WASHINGTON — With international financial markets in turmoil and the risk of a global slump mounting, where is the world's economic leadership?
Mostly out of sight.
Finance ministers of the United States and its major economic allies--the so-called Group of 7, created to deal with such emergencies--have remained conspicuously silent, rejecting calls for an emergency meeting. "There is no such meeting," U.S. Treasury Secretary Robert E. Rubin told reporters Thursday.
The International Monetary Fund, whose job is to keep the world economy on track, has yet to take any lead, contenting itself with sponsoring a low-key seminar of Latin American economic officials on Thursday, even as key Latin credit ratings were being downgraded and markets tumbled again.
The Clinton administration also seems to be keeping its head down. Rubin, just back from vacation, has confined himself to a few cameo appearances to pronounce the U.S. economy fundamentally "sound."
Rubin is scheduled to meet with Japanese Finance Minister Kiichi Miyazawa late today in San Francisco. But while President Clinton has called the session "profoundly important," U.S. officials have been warning that "we're not expecting any dramatic results."
Critics are growing increasingly concerned about the deafening silence.
"You just get the idea that there's nobody home," says David C. Mulford, a former U.S. official who was instrumental in engineering a 1985 pact that sparked a decline in the then-overvalued dollar.
"This is the dog that didn't bark in the night," says Gordon Adams, deputy director of the International Institute for Strategic Studies in London. "This is exactly the kind of situation where you'd expect them [the G-7 finance ministers] to step in."
While some question just what the G-7 could do, there is no dearth of suggestions.
Private analysts have proposed everything from a coordinated interest-rate cut--in which all the major industrial nations except Japan would slash their interest rates at once--to extra trade financing for hard-hit Asian economies.
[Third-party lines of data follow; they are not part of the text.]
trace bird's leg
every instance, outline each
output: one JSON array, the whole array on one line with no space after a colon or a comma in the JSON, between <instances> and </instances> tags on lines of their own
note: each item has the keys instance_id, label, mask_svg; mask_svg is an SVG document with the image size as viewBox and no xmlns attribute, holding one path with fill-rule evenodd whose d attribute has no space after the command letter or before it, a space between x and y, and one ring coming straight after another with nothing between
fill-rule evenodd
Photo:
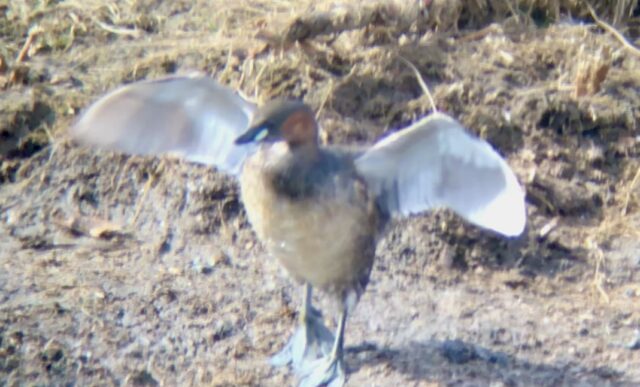
<instances>
[{"instance_id":1,"label":"bird's leg","mask_svg":"<svg viewBox=\"0 0 640 387\"><path fill-rule=\"evenodd\" d=\"M300 326L284 348L271 358L272 365L291 364L294 370L299 370L308 362L313 362L331 351L333 335L324 326L320 311L311 304L311 296L311 285L306 284L304 303L300 312Z\"/></svg>"},{"instance_id":2,"label":"bird's leg","mask_svg":"<svg viewBox=\"0 0 640 387\"><path fill-rule=\"evenodd\" d=\"M336 338L331 353L314 362L305 364L300 387L341 387L345 382L344 328L347 323L347 308L343 307L336 328Z\"/></svg>"}]
</instances>

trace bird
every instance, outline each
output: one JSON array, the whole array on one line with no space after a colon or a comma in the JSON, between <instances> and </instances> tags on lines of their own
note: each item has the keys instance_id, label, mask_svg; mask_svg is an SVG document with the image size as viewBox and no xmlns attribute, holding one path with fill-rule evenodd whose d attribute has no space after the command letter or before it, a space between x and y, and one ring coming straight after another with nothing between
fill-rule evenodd
<instances>
[{"instance_id":1,"label":"bird","mask_svg":"<svg viewBox=\"0 0 640 387\"><path fill-rule=\"evenodd\" d=\"M526 225L525 193L506 161L447 114L434 112L369 147L320 143L299 100L261 106L207 76L125 85L70 128L81 144L139 155L174 154L239 179L258 239L304 291L299 326L274 366L300 386L346 381L344 338L393 219L445 207L506 237ZM335 332L312 305L334 300Z\"/></svg>"}]
</instances>

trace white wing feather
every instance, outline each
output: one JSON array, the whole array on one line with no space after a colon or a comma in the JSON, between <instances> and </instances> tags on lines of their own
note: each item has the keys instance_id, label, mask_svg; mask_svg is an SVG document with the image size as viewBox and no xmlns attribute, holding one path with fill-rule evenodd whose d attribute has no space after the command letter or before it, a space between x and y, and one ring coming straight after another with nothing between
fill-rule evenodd
<instances>
[{"instance_id":1,"label":"white wing feather","mask_svg":"<svg viewBox=\"0 0 640 387\"><path fill-rule=\"evenodd\" d=\"M386 137L355 163L391 214L448 207L504 235L524 230L524 191L511 168L487 142L445 114Z\"/></svg>"},{"instance_id":2,"label":"white wing feather","mask_svg":"<svg viewBox=\"0 0 640 387\"><path fill-rule=\"evenodd\" d=\"M123 86L91 105L71 128L82 143L130 154L171 153L237 174L255 150L234 139L256 107L208 77Z\"/></svg>"}]
</instances>

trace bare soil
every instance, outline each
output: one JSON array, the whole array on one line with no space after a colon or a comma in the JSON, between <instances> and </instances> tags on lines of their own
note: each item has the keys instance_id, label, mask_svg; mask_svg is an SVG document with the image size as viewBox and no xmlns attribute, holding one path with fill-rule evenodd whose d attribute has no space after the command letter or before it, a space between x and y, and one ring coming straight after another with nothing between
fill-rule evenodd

Proponents envision a series of trade-offs by the G-7 under which Japan would speed up its economic stimulus and banking-overhaul measures in exchange for the interest-rate cut by the others. The G-7 also could offer Russia billions in loans if it enacts reforms.
Some also say the industrial countries should use such a forum to direct the IMF to be more flexible in prescribing cures for hard-hit developing countries. The IMF, in this view, should rely less heavily on spending cuts and tax hikes, which too often help push countries into deeper downturns.
Finally, some analysts suggest that the industrial powers also draw a rhetorical line in the sand, serving notice that they will protect regions, such as Latin America, that have made painful reforms of their own but are being battered anyway by rogue financial markets.
"If they really believe that all we have to fear is fear itself, then they ought to stand up and tell us that," says Alan Stoga, strategist at Zemi Investments, a Wall Street firm. "The markets are sensing it; their absence is beginning to have consequences."
While assembling such packages would not be easy, the major industrial countries, led by the United States, put together similar grand bargains in the late 1970s and 1980s to deal with international financial problems and carried them off reasonably well.
Perhaps the best-known example is the 1985 Plaza Accord. Meeting in New York's Plaza Hotel, the G-7, at the instigation of the United States, engineered a spectacular decline in the value of the dollar, which eventually arrested the growing U.S. trade deficit and eased protectionist pressures here.
To be sure, despite the critics' fervor, leaders like Federal Reserve Board Chairman Alan Greenspan believe the recent collapse in U.S. stocks was necessary and overdue. Anyway, there is no easy fix for today's economic turmoil.
Japan favors cutting interest rates to stimulate the global economy, but few other countries subscribe to that view. Federal Reserve Board officials, for example, have indicated that despite the global economic slump, they still worry about economic overheating here at home.
The Fed is painfully aware of what happened after the 1987 stock market crash, when it cut interest rates to help stem the slide in stock prices. The result: Inflation got out of hand, triggering a recession in 1990 and 1991.
Many authorities remain unconvinced that an interest-rate cut here would do any good. Long-term interest rates have already fallen as capital has poured into the United States, and the U.S. economy still has a lot of momentum.
Gregory B. Fager, economist at the Institute of International Finance, argues that a little waiting on the part of policymakers may not be so bad, if only to make sure where things are headed before they act.